# The quest of finding teal fur...



## kirinafa (Aug 12, 2013)

I am on the search for teal fur. 
Example:
http://www.furaffinity.net/view/9120857/
http://www.furaffinity.net/view/5872715/

Its a light teal for the main body and a darker teal for the inside circles. I've looked everywhere.. and the most i can come up with is my current fursuit color, which is a light blue. 

Does teal fur exist?


----------



## Misomie (Aug 12, 2013)

You can try mendels.com. They have several shades of blue in their longer fur selection.


----------



## DerpyTurtle (Aug 13, 2013)

that's pretty much baby blue
https://www.fabric.com/buy/0260775/faux-fur-luxury-shag-baby-blue

and for the spots - https://www.fabric.com/buy/ba-402/f...se?cm_vc=756b1813-cbc1-43b3-84bd-29889bf8fb7b


this is teal http://www.wolverineleathers.com/wp-content/uploads//SS13Swatches/01O2/865TealBlueH.jpg


----------



## Calemeyr (Aug 13, 2013)

I have a similar question. How do fursuit makers get colors that aren't available in fur online? Airbrushing? Dyeing?
Say you want some obscure color for your suit like, say, cerulean (bluer than azure, greener than blue). How would you get that to work? Or would the commissioner have to pick another, more common color, altering their reference? I'm wondering this because I'll be comissioning in the future and my character would use a couple yards of greenish-blue fabric.


----------



## kirinafa (Aug 13, 2013)

Marcus Stormchaser said:


> I have a similar question. How do fursuit makers get colors that aren't available in fur online? Airbrushing? Dyeing?
> Say you want some obscure color for your suit like, say, cerulean (bluer than azure, greener than blue). How would you get that to work? Or would the commissioner have to pick another, more common color, altering their reference? I'm wondering this because I'll be comissioning in the future and my character would use a couple yards of greenish-blue fabric.

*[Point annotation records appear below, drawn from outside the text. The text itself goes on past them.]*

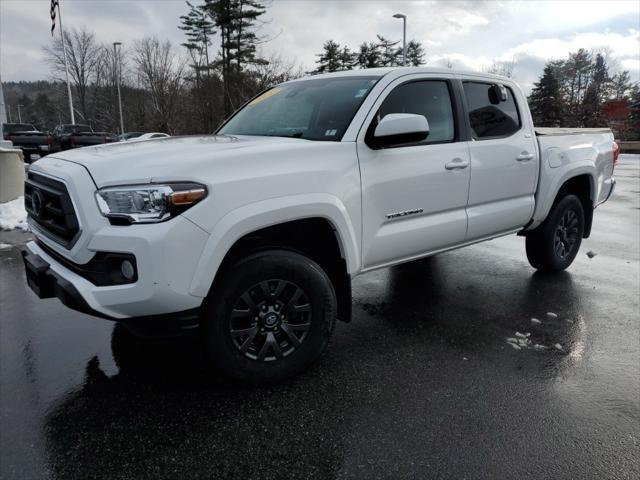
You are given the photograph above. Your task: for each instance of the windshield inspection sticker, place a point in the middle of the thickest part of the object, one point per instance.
(265, 95)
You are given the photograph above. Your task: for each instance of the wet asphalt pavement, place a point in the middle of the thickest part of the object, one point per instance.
(422, 383)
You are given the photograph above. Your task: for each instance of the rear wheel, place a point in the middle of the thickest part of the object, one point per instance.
(270, 316)
(553, 246)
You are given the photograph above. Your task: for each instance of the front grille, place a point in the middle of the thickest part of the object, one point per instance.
(48, 204)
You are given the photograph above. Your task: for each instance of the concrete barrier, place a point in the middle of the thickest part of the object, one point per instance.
(11, 174)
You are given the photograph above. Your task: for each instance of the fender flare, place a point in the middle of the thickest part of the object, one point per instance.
(546, 198)
(255, 216)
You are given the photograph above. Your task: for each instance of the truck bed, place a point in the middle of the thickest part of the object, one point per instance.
(549, 131)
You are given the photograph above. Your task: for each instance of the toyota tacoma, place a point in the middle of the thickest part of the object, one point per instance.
(253, 234)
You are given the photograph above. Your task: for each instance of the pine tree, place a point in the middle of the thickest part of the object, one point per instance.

Depends on the maker, mine picked just a normal blue. Another airbrushed my spots which looks alittle wrong to my ref:

http://www.furaffinity.net/view/5872715/
http://www.furaffinity.net/view/10088931/

I'd just stay in communication with your maker and make sure they are picking your right colors.


----------



## DerpyTurtle (Aug 14, 2013)

I'm on my iPod now and see the color differently on your ref xP /shrug, unless you're going to dye fur you can't be super picky about the color. Only so many fur colors exist in the same type of fur. People with mint, teal etc. fur are kind of out of luck lol.


----------



## Shannon (Aug 27, 2013)

Pay the price and buy it from overseas.. honestly, or have it custom dyed if you do havea weird strange color fur..

I had to order half a yard of fur from austrailia because no where else carries it, my friends fur came from france, and his is teal.. you pay, but if it's what you want.. thats what you do...


----------